Estimated Percentiles

uses algorithm selection to calculate various percentages. These are useful for sequences with many data points, because some data may be kicked out of the calculation. When used to aggregate multiple sequences, this function performs linear interpolation. Please refer to Wikipedia for details. The implementation is done through the Apache Math library.

First & Last

The aggregators will return the first or last data point in the downsampling interval. For example, if the downsampling bucket consists of sequences 2, 6, 1, 7, then the first aggregator will return 2 (the original is 1) and the last aggregator will return 7. Note that the aggregator is only useful for downsampling.

Warning:

When is used as an group-by aggregator, the results are uncertain because the time series that are retrieved from storage and saved in memory are sorted from TSD to TSD or from execution to execution.

Min

returns the smallest data point in all time series or time range. This function performs linear interpolation on the sequence of events. It is useful to look at the lower limit of the gauge metric.

Max

, in contrast to min, returns the largest data point in any time series or time range. This function performs linear interpolation on the sequence of events. It is useful to look at the upper limit of the gauge metric.

MimMin

The maximum value with missing minimum function returns only the minimum data points in all time series or time ranges. This function does not perform interpolation, but returns the maximum value of the specified data type if the value is missing. This returns the integer Long.MaxValue or the floating-point value Double.MaxValue. Please refer to the original data type for details. This is useful for looking at the lower bound of gauge metrics.

MimMax

The maximum value when missing maximum function returns only the maximum data points in all time series or time ranges. This function does not perform interpolation, but returns the minimum value of the specified data type if the value is missing. This returns the integer Long.MinValue or the floating-point value Double.MinValue. Please refer to the original data type for details. This is useful for looking at the upper limit of gauge metrics.

None

skips groups through aggregation. This aggregator is useful for getting raw data from storage because it returns a result set for the time series of each matching filter. Note that the query will throw an exception when used with the drop sampler.

Percentiles

calculates various percentages. When used to aggregate multiple sequences, this function performs linear interpolation. The implementation is done through the Apache Math library.

Sum

If downsampled, calculates the sum of all data points in all time series or time ranges. It is the default aggregate function for GUI because it is usually most useful when combining multiple time series, such as gauges or count. When data points cannot be arranged, it performs linear interpolation. If you have values from different sequences and you don't need interpolation when you want to sum, take a look at the zimsum function.

ZimSum

calculates the sum of all data points based on the timestamps specified in all time series or time ranges. This function cannot be interpolated, but instead replaces the missing data point with 0. This is useful when using discrete values.

Aggregator list

calls the HTTP interface / api/aggregators in the HTTP API-enabled TSD, which lists the aggregators implemented by TSD.
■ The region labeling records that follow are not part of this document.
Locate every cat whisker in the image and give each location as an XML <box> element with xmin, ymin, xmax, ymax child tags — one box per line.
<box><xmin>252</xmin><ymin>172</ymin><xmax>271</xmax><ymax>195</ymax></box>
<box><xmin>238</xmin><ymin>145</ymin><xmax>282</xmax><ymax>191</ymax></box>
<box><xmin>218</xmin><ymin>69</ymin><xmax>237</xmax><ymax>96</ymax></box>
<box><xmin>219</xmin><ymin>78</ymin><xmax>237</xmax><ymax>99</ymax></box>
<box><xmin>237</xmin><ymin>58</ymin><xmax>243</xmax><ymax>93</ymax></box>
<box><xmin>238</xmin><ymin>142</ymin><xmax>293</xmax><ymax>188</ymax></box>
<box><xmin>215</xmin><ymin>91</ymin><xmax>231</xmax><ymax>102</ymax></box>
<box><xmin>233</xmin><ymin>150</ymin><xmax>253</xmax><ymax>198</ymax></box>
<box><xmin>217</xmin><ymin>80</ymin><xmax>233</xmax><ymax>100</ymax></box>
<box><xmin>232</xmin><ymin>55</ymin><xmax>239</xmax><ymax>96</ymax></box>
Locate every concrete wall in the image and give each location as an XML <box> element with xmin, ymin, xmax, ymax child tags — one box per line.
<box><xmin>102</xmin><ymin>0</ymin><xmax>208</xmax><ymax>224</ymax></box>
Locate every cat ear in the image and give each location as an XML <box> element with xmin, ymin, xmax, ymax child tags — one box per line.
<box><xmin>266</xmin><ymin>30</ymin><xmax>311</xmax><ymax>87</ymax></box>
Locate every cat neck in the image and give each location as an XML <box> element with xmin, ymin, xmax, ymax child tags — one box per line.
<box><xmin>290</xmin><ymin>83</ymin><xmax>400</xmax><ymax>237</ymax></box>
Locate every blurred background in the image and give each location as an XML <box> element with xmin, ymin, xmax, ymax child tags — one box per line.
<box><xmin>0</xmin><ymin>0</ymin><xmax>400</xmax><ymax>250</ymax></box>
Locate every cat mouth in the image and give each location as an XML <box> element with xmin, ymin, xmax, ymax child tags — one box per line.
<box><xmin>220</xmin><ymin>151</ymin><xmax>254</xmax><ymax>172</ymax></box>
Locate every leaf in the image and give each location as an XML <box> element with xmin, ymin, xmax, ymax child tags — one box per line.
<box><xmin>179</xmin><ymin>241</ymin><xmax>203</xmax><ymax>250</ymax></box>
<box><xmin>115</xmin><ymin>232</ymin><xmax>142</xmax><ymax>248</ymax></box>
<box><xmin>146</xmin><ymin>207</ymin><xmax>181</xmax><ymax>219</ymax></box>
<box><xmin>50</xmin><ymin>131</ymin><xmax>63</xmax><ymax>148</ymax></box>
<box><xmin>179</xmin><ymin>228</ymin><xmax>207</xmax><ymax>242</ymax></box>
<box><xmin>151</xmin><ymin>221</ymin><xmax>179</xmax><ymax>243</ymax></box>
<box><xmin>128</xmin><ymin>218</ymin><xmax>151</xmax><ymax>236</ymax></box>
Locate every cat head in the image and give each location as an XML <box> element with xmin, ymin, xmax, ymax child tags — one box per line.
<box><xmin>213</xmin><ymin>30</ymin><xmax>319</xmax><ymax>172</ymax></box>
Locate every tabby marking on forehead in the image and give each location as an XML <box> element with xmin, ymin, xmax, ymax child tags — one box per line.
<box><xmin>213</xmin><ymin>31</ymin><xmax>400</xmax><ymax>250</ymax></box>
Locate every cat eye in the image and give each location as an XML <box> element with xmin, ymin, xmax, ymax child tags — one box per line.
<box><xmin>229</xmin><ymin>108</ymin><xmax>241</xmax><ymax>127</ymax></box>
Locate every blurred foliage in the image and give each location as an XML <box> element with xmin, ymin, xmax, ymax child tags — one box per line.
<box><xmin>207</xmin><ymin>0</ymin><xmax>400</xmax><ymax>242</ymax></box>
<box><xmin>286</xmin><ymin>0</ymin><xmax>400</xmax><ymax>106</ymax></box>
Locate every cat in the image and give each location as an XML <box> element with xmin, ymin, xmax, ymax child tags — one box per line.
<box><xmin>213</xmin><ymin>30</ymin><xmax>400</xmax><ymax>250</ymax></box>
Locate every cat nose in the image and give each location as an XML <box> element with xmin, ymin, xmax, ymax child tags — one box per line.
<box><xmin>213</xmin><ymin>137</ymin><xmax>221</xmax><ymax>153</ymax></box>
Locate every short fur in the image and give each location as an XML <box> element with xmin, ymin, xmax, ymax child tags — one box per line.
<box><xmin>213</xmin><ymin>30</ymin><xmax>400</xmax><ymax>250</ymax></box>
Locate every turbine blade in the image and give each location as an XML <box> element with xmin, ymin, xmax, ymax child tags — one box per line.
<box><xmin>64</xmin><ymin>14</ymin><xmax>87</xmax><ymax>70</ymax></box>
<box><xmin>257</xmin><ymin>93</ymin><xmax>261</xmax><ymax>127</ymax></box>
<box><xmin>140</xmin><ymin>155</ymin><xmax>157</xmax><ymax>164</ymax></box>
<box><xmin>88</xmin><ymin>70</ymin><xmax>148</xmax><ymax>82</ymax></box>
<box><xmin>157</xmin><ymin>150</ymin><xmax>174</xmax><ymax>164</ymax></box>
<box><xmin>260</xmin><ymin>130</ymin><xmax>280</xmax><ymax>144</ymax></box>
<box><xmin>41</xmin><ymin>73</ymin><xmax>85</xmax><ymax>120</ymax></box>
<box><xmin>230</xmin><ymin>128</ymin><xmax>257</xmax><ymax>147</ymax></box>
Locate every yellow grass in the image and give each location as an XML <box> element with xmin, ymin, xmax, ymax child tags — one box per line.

Welcome to subscribe "Shulou Technology Information " to get latest news, interesting things and hot topics in the IT industry, and controls the hottest and latest Internet news, technology news and IT industry trends.

*The comments in the above article only represent the author's personal views and do not represent the views and positions of this website. If you have more insights, please feel free to contribute and share.